The new nodejs Streams2 API is great at buffering, handles back-pressure for you in many cases, and exposes a nice read() method that allows reading a fixed length number of bytes. However, if you'd like to read from a stream or pipe a stream into a destination stream until a pattern, you're back to some level of rolling your own buffering and back-pressure support. UntilStream aims to solve both use cases.
Examples below, more details can be found on EvanOxfeld/until-stream.
UntilStream unpipes and ends the destination stream when the pattern is reached. The next call to read() returns exactly the pattern. Back-pressure is handled for you.
var UntilStream = require('until-stream');
var streamBuffers = require("stream-buffers");
var us = new UntilStream({ pattern: 'World'});
var sourceStream = new streamBuffers.ReadableStreamBuffer();
sourceStream.put("Hello World");
var writableStream = new streamBuffers.WritableStreamBuffer();
sourceStream.pipe(us).pipe(writableStream);
writableStream.once('close', function () {
//writeableStream contains all data before the pattern occurs
var str = writableStream.getContentsAsString('utf8'); // 'Hello '
//Now the next call to read() returns the pattern
var data = us.read(); // 'World'
});
Calls to read() return chunks of data until the pattern is reached. The next call to read() returns exactly the pattern.
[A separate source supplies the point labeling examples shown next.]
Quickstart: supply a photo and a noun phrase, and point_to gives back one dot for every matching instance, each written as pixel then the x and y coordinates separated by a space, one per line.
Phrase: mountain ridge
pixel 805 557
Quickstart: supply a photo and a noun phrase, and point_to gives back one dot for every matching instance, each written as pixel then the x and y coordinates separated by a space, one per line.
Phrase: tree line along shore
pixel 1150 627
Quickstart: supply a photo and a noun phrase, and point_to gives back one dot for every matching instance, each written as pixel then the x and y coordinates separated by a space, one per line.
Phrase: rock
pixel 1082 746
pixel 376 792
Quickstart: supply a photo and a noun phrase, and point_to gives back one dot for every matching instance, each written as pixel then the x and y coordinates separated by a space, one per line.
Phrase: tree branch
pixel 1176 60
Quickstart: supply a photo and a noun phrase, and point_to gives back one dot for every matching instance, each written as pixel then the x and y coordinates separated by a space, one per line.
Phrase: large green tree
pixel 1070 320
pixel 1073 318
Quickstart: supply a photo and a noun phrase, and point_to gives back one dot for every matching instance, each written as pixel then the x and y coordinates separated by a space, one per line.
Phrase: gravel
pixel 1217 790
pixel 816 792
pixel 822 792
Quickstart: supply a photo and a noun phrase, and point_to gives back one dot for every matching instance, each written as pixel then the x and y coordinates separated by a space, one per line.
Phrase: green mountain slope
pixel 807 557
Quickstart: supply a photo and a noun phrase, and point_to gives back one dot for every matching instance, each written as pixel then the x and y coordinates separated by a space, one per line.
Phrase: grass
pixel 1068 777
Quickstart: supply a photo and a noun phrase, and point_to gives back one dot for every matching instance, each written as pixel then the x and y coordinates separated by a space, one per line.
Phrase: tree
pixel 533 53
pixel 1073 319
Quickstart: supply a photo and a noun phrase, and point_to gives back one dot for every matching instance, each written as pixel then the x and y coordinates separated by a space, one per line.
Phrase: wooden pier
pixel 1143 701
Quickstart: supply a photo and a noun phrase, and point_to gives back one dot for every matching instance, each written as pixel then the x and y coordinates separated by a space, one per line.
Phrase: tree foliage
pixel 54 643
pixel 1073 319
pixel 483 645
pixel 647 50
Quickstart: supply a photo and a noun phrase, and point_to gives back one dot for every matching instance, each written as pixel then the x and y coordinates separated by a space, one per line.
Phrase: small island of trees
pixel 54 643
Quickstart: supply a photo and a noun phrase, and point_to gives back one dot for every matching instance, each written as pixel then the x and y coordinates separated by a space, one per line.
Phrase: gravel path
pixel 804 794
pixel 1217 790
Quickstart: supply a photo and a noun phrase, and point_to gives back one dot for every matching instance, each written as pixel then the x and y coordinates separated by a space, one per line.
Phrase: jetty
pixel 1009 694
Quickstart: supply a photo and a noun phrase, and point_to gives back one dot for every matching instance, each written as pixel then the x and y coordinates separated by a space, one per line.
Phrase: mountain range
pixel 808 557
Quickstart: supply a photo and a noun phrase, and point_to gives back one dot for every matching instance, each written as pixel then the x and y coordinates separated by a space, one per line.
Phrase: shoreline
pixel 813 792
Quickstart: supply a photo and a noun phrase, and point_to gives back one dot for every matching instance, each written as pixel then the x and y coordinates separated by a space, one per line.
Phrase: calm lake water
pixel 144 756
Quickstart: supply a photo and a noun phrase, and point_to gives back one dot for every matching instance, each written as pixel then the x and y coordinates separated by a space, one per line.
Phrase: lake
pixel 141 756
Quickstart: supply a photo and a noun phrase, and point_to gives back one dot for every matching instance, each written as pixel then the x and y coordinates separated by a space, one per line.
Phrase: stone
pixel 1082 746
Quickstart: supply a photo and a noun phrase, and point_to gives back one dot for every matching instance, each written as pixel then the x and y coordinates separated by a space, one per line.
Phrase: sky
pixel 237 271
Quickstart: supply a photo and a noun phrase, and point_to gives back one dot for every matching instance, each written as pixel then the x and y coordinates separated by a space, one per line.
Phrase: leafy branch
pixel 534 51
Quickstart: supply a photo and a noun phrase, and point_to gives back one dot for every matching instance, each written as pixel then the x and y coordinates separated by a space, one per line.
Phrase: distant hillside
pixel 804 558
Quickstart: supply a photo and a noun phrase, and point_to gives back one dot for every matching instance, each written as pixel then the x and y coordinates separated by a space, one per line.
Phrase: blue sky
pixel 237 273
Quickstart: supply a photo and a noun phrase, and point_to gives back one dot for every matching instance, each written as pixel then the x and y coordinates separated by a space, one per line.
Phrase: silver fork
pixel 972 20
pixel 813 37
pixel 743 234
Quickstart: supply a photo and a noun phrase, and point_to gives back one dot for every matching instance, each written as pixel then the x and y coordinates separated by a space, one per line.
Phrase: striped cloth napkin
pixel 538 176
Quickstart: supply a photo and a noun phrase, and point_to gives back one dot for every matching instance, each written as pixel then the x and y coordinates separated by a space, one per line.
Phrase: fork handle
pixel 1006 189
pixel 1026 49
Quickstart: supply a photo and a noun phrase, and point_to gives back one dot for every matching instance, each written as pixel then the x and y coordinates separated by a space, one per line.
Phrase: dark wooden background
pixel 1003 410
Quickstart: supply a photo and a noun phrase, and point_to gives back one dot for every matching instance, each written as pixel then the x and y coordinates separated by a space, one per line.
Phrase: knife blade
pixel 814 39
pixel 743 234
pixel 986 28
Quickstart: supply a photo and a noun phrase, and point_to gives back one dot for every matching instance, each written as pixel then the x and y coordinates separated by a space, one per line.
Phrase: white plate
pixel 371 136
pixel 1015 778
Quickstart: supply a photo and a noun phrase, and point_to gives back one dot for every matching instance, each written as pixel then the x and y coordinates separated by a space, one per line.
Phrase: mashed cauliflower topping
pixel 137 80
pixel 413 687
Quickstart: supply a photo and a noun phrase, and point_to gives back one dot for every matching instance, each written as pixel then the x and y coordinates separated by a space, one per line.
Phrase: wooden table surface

var UntilStream = require('until-stream');
var streamBuffers = require("stream-buffers");
var us = new UntilStream({ pattern: 'jumps'});
var sourceStream = new streamBuffers.ReadableStreamBuffer({ chunkSize: 8 });
sourceStream.put("The quick brown fox jumps over the lazy dog");
sourceStream.pipe(us);
us.on('readable', function() {
if (us.read() === 'jumps') {
console.log('Pattern reached!');
}
});
Most of the magic is in UntilStream.read() which overrides stream.Readable's read() method. Essentially I call stream.Readable.read() and try to detect the pattern within the current chunk. If there's no pattern, read() returns the chunk but slices off pattern.length - 1 for the next call to read().
- Increase the options and improve the API to handle other use cases in this domain
- An auto-pause option might be useful so that the destination stream's does not end when the first instance of the pattern is detected.
- UntilStream emerged from node-unzip. Some zip files store compressed data of an unknown length followed by a binary signature indicating the end of the compressed data. UntilStream will replace the similar mechanism implemented in node-unzip.
- Split out UntilStream into UntilStream.Readable and UntilStream.PassThrough, echoing the Streams2 API. Also allow for the same options as in the Streams2 API.
- Add support for piping a UntilStream to multiple destination streams.
- More testing, i.e. ensure that 'readable' and 'drain' events are emitted correctly.
The current pipe() implementation writes incoming data to the destination stream until the pattern is reached, unpipes, and ends the destination stream. At this point, the 0th index of the stream's internal buffer is at the first byte of the pattern. In using and discussing the API, there's too much stateful stuff going on here. Rather than unpipe and end the destination stream, it would be better to just unpipe.